Technology corporations around the world are increasingly using hackathons to harness the collaborative power of team-based competitions to help develop new products, but many don’t take into account the potential downsides.
In an open corporate hackathon, a host presents hackathon participants with a prompt that typically reflects a market need. Competing teams are given the opportunity to develop a solution to the problem, meeting potential business partners with other possible solutions along the way, and receiving feedback and constructive criticism from peers and/or the host itself on their final submissions.
This opportunity for input is a primary attraction of hackathon events. But when corporations organize hackathons to develop new products from their internal product pipelines, what prevents second and third place teams from taking off with a winning idea and introducing a competing product in the marketplace?
Although Congress has yet to draft legislation specifically for hackathons, there are intellectual property and contract laws that provide corporate hackathon hosts with some potential protection from self-created future competition.
Imagine a scenario where a large cellular phone manufacturer hosts a 24-hour open hackathon to develop an application for streamlining and responding to customer service requests, addressing a problem identified after a year of customer focus groups and market research.

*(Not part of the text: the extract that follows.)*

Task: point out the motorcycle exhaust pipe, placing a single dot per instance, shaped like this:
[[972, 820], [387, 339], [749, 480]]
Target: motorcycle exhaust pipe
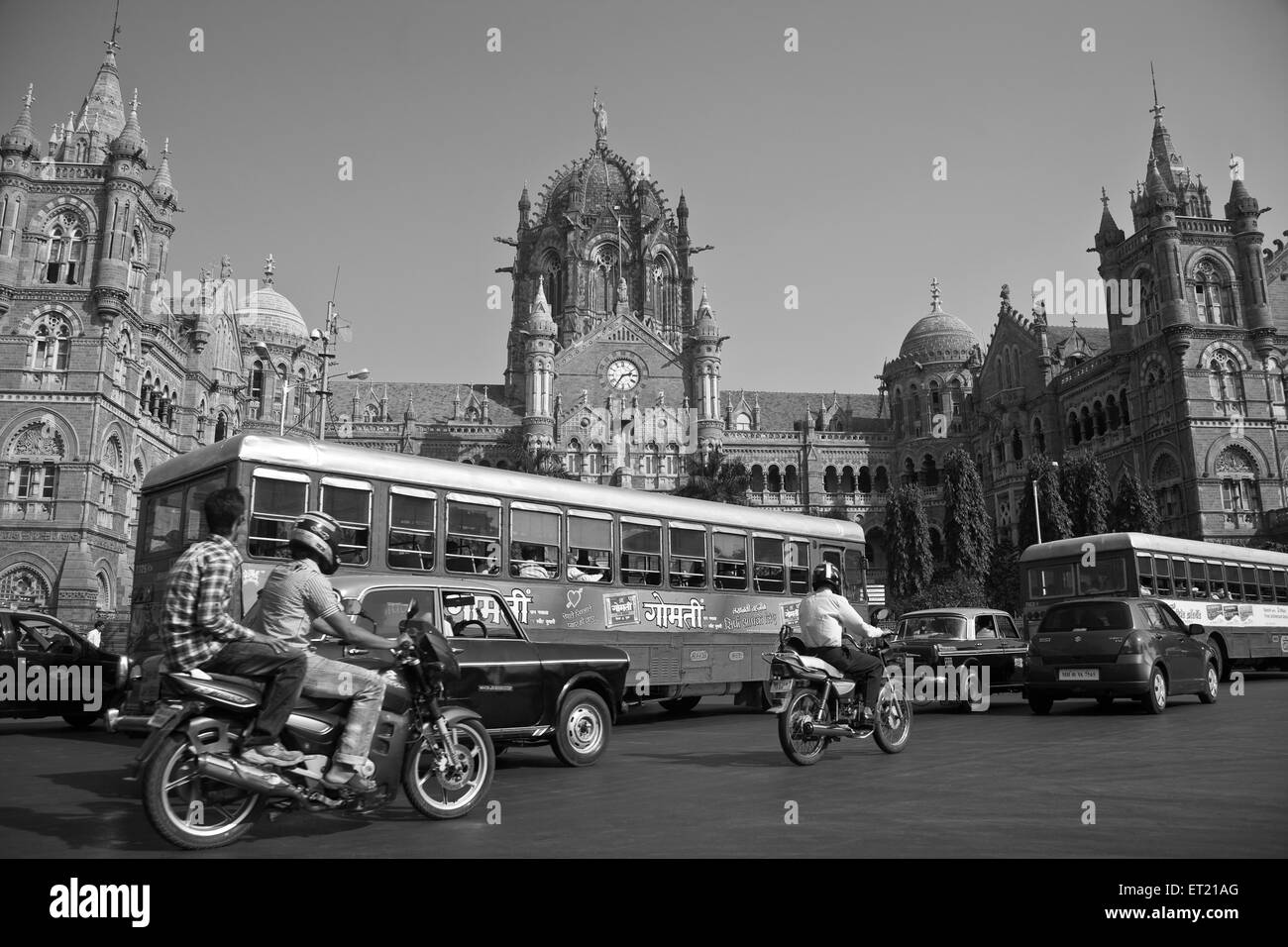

Imagine then that it launches the new application but soon discovers it faces fierce competition from a third-party group that adopted and improved the “second place” hackathon submission and licensed it to a close competitor. Assume that the corporation learns that the third-party group even incorporated the features from the winning hackathon submission. What legal redress is available?First, a host corporation facing this scenario should consider filing a patent application immediately to protect the critical features of the winning application, requesting expedited examination from the United States Patent and Trademark Office. Patents subject to expedited examination often issue within twelve months.
Although this may seem like an eternity in the rapid world of app development, filing a patent application puts would-be competitors on notice that they may soon face potential liability for patent infringement. Bear in mind, however, that there are public relations risks in this approach, as the corporation would be threatening suit against the very people it invited to collaborate at its hackathon.
Copyright law might also provide some protection from competitors attempting to piggyback on an idea from a hackathon submission. A host corporation may be able to establish imputed corporate authorship under the “work-for-hire” doctrine (see Community for Creative Non-Violence v. Reid, 490 U.S. 730, 1989).
Under work-for-hire, “a work prepared by an employee” and certain “work[s] specially ordered or commissioned for use” can result in imputed authorship, such that source code written by hackathon teams may be owned by the corporate host, not the coders (see 17 U.S.C. § 101).
To succeed on this theory, though, corporate hackathon organizers must show “agency” between the corporation and participants as a proxy for “employment” (requiring direction and control over the participants), as well as payment of some consideration to each participant.
Organizers wishing to rely on work-for-hire should keep these factors in mind when structuring the competition and participant agreements. Note, however, that this strategy, if successful, may act only as a speed bump, as it may be relatively easy for a competitor to design around this protection by rewriting the source code.
Host corporations also may find protection in contract law. Participant agreements are already standard in hackathons, but corporations may consider building more stringent requirements into the contract. In addition to retaining worldwide royalty-free licenses on every participant submission, hosts could consider non-compete clauses, non-disclosure agreements, and license agreements granting the corporation the right of first refusal to purchase or license derivative works, all of which could potentially prevent hackathon participants from directly competing against the winning application with an equivalent product.
Even so, these agreements may be difficult to enforce (or, may be found altogether unenforceable), and the restrictive nature of the agreements could stifle the open and collaborative nature of hackathons. Such agreements could alienate once loyal customers and admirers of host technology companies and disincentivize the best and brightest in the hackathon community from participating.Prior to hosting a hackathon, corporations should understand the risks and develop a plan for protecting intellectual property assets and discouraging third-parties from introducing competing products. Open hackathons are a great choice when brainstorming is needed and the corporate host seeks to capitalize on the creativity of the hacker community. Alternatively, closed, internal hackathons may be a more prudent option, if the risk of public disclosure is too high. In the growing realm of hackathons, a one-size-fits-all approach may no longer be adequate.